Below are practical things for you to consider in the coming months and some fun things to distract you from worrying about the upcoming hurricane season.
During the dog days tender plants and even seasoned Florida gardeners are subject to wilting. Make life easier by gardening very early in the morning or at dusk. Swap spring’s petunias and pansies for heat-loving flowering plants matching plants requirements to location keeping in mind that prolonged afternoon summer sun is brutal.

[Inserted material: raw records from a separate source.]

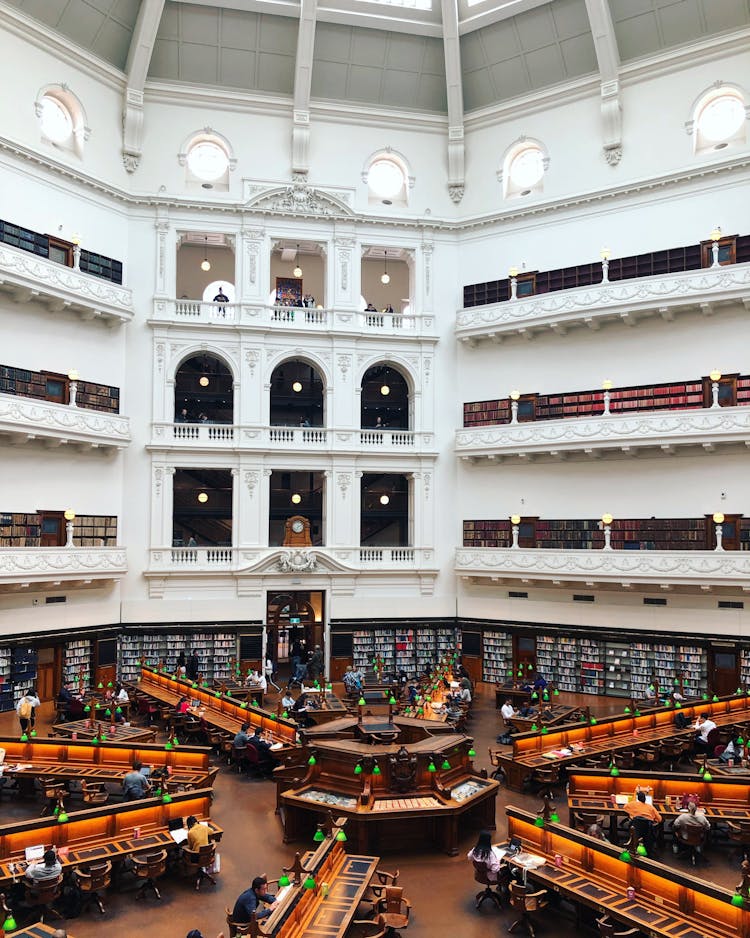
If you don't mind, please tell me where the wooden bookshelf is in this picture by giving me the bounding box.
[464,235,750,309]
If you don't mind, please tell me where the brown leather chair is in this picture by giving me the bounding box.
[133,850,167,899]
[24,873,62,922]
[74,860,112,915]
[508,883,549,938]
[180,843,216,892]
[471,860,503,909]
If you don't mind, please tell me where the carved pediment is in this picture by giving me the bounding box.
[245,183,354,218]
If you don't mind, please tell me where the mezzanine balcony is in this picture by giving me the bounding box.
[0,394,130,451]
[455,547,750,590]
[0,547,128,592]
[456,264,750,345]
[152,298,436,339]
[0,244,134,327]
[456,406,750,462]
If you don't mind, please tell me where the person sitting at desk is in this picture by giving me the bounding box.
[185,814,208,851]
[466,831,502,883]
[232,876,276,925]
[122,760,151,801]
[25,847,62,883]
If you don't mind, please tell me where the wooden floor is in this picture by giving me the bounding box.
[0,685,740,938]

When planting in soil where there is little shade choose undemanding plants like Rudbeckia (brown-eyed Susan), gaillardia, gazanias, beach sunflower (Helianthus debilis), vinca, portulaca, and coneflower (echinacea). Sun-hardy plants like pentas, bush daisy, torenia, marigold, celosia (cockscomb), zinnias, and melampodium also add color to the summer garden. Coleus is a wonderful choice for areas with afternoon dappled shade. Unlike older varieties many of the beautiful new cultivars can take quite a lot of sun. Just be sure to check before planting.
My solution to sweltering summer conditions is to focus on container gardening, creating arrangements of plants in pots of varying heights, diameters, and materials. I love experimenting with various combinations of plant, colors, textures, and growing habits (thriller, filler, spiller). Mix flowers with edible plants like okra, sweet potatoes, southern peas, cherry tomatoes, and some hot peppers. Containers can be moved in response to changing conditions. Lavender, for example, declines in summer sun but you can move a pot of lavender to an area of dappled sun and enjoy it year round.
A trick for planting in large containers: Add empty water bottles with lid on or packing peanuts to bottom third of pot. To keep soil from falling through cut a piece of weed prevention cloth and place over the peanuts. Then proceed to pot the plant. The pot will be lighter and also have good drainage.
Don’t neglect to monitor your landscape routinely. Catching insect or disease problems early can save you a lot of trouble and expense. A quick daily tour allows you to revive wilting plants with a shot of water or adjust sprinklers for turf areas.